Data Ingestion Pipeline

The first step is building a robust data ingestion pipeline that pulls from multiple sources and normalizes the data into our player database.

data_ingestion.R / data_ingestion.py
# Python: Build data ingestion pipeline
import pandas as pd
import numpy as np
from typing import Optional, Dict
from dataclasses import dataclass
import soccerdata as sd

@dataclass
class DataIngestion:
    """Pipeline for ingesting player data from multiple sources."""

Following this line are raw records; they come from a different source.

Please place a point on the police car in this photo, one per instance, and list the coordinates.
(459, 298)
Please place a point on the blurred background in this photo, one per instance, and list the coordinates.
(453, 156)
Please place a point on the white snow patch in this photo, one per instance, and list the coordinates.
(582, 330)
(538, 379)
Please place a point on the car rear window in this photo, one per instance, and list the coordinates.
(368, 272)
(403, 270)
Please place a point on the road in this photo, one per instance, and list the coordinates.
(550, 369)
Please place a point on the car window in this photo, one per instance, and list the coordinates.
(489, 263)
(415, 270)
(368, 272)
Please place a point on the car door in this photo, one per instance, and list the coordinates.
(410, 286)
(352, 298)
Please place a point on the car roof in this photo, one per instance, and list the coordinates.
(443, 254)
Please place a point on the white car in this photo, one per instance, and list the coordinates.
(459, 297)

    league_multipliers: Dict[str, float] = None

    def __post_init__(self):
        if self.league_multipliers is None:
            self.league_multipliers = {
                "ENG-Premier League": 1.00,
                "ESP-La Liga": 0.92,
                "ITA-Serie A": 0.90,
                "GER-Bundesliga": 0.90,
                "FRA-Ligue 1": 0.80,
                "NED-Eredivisie": 0.70,
                "POR-Primeira Liga": 0.68,
                "ENG-Championship": 0.65
            }

    def load_fbref_data(self, league: str, season: str = "2023-2024") -> Optional[pd.DataFrame]:
        """Load player data from FBref."""
        try:
            fbref = sd.FBref(leagues=[league], seasons=[season])
            stats = fbref.read_player_season_stats(stat_type="standard")
            return stats.reset_index()
        except Exception as e:
            print(f"Error loading FBref data: {e}")
            return None

    def calculate_per90(self, data: pd.DataFrame,
                        min_minutes: int = 450) -> pd.DataFrame:
        """Normalize statistics to per-90 minutes."""
        df = data[data["Min"] >= min_minutes].copy()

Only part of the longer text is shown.